Hello, I’m Yoshiro Yamabe, I’m working NTT Software Innovation Center. Now I tackle about Remote Direct Memory Access, RDMA technologies.Today, I’ll talk about my experience, as “RDMA programming design and case studies, for better performance distributed applications”.
At first, I talk about RDMA protocol’s merit, demerit and potential.
RDMA provides low latency and low cpu overhead, because of two major features, zero-copy and cpu-bypass.
So the potential of RDMA is very attractive, for example, in simple ping-pong program, RDMA’s latency is one fifth of IPoIB’s latency.
However, it is difficult to implement than existing TCP/IP programming.
For example, to establish RDMA connection, it is need to exchange various information by using IP. And there are many other complications, so this benchmark’s IPoIB program is about three hundred lines with comments and spaces, but RDMA program is about 800 lines.
I thought distributed deep learning is compatible for RDMA, so I chose MXNet as a distributed deep learning framework and tried to apply RDMA to it.
MXNet adopts parameter server mechanisms for distributed learning.
Parameter server consists of two types of nodes, one is worker node which computes parameter, and the other is server node which gathers parameter from worker nodes, and aggregates them,
and finally, scatter parameter to all worker nodes.
So the processing flow of each batch is, at first, calculate parameter on workers, second, each worker push parameter to server, third, server aggregates them, last, server push parameters to each workers. Then next batch will start.

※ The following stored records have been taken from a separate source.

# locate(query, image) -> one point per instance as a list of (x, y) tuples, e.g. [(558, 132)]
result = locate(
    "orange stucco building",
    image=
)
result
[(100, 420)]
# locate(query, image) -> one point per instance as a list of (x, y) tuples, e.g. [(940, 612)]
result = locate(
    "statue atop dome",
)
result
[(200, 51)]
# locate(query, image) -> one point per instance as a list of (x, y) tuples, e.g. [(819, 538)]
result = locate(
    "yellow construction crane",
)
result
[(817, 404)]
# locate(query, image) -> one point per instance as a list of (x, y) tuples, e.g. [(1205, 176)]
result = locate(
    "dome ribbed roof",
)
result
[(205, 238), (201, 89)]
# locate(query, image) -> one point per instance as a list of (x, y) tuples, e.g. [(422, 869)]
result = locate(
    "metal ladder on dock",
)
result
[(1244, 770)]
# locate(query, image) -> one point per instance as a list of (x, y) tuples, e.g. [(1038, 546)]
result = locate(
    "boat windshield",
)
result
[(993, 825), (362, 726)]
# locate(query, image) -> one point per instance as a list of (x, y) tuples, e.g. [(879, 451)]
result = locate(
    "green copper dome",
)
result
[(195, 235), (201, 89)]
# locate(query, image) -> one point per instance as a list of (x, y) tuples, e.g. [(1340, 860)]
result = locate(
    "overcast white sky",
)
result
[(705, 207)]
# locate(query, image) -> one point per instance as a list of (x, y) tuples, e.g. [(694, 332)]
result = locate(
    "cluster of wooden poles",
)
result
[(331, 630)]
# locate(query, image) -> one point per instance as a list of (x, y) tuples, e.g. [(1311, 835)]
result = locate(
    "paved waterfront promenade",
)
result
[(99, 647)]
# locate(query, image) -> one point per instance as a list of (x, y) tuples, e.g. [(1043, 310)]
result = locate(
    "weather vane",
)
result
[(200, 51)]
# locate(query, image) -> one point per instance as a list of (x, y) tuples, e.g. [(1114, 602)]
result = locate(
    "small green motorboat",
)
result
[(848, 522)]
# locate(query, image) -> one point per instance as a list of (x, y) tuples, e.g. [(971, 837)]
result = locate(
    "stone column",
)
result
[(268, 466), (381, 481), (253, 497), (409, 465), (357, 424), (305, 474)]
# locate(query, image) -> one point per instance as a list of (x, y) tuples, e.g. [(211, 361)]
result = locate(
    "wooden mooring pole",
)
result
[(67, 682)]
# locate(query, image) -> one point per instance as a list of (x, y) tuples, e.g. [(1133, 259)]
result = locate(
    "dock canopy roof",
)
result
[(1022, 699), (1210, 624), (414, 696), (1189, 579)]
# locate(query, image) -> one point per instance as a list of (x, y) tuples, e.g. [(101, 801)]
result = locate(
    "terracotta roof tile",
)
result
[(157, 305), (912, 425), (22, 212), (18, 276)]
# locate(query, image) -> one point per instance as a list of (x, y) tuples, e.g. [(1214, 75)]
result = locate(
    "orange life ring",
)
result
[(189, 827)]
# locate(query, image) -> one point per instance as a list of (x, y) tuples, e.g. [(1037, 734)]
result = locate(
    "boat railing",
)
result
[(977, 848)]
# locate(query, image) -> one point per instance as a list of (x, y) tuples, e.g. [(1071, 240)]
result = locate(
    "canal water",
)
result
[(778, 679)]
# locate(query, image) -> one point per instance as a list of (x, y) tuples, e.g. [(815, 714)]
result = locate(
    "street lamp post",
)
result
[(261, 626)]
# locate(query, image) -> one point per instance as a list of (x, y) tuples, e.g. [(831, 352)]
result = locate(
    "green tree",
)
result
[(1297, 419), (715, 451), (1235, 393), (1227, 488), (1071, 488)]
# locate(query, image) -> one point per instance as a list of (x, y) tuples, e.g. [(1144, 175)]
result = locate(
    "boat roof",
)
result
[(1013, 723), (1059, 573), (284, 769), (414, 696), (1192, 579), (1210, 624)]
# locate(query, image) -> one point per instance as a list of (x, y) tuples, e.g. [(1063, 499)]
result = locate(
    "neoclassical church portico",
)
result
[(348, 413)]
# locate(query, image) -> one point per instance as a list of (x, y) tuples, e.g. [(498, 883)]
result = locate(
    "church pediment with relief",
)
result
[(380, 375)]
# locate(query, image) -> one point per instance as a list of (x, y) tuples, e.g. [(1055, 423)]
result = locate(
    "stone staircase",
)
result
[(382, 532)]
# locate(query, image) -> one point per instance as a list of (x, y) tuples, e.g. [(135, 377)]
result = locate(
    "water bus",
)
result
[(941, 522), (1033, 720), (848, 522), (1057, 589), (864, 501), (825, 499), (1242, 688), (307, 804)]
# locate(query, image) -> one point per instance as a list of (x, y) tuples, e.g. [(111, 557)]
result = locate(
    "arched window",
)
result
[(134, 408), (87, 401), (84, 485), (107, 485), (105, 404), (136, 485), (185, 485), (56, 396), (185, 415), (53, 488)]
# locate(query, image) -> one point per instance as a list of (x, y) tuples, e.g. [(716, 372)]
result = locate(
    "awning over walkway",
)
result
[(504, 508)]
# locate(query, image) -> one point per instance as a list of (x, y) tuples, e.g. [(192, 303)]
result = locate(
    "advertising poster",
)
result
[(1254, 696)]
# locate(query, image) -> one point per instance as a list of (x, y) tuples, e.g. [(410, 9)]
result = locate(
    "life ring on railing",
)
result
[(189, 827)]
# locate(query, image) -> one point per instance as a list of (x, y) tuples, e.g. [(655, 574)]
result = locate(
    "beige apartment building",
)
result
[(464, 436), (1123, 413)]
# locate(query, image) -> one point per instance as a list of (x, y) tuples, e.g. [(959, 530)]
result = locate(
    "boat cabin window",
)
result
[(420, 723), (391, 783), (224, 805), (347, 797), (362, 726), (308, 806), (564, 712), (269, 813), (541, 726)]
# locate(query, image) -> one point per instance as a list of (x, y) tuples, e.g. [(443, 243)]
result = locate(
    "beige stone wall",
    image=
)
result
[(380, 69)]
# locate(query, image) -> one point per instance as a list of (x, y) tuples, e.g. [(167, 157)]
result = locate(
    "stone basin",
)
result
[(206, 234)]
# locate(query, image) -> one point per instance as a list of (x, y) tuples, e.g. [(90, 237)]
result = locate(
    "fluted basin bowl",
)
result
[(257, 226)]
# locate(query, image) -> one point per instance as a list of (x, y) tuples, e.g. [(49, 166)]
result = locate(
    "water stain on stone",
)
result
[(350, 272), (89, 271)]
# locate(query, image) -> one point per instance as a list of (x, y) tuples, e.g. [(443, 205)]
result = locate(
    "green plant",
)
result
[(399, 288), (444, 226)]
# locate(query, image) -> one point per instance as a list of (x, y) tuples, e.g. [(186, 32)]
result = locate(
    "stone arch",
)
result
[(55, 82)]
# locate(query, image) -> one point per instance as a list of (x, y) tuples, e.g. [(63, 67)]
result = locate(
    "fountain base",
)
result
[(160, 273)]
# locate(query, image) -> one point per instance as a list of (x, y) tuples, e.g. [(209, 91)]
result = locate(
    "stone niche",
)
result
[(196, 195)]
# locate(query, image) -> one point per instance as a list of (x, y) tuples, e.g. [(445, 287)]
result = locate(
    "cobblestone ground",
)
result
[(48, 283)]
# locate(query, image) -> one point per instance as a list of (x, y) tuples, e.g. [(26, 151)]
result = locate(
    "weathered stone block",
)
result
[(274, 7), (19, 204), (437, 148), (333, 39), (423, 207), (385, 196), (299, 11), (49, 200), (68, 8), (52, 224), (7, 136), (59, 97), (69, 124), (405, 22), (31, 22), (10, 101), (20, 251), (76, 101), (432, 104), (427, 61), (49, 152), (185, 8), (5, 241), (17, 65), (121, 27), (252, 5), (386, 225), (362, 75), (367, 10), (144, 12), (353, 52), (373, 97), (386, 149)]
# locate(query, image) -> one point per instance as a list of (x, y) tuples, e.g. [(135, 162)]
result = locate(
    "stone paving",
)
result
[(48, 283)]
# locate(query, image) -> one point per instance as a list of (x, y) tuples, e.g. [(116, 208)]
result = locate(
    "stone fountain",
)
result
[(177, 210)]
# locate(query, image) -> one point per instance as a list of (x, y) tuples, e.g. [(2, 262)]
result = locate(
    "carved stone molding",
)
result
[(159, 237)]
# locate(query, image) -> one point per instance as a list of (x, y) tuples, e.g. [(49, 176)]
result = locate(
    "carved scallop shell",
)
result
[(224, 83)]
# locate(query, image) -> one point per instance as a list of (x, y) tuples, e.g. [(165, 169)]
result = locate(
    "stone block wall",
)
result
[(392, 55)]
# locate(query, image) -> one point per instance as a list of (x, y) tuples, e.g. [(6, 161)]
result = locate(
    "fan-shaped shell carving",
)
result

Zoom up this flow, the detail is like this.
In existing implementation, zeromq, there are user to kernel or kernel to user memcpy for each send/recv.
If RDMA is applied, these copies are reduced instead of increasing additional send/recv processes.
But memory copy latency is large, so RDMA can reduces overhead.
Red box in this figure indicate memcpy from data update memory area to communication memory area, and ideally, this types of copies should be reduced,
But it is out of scope in this implementation.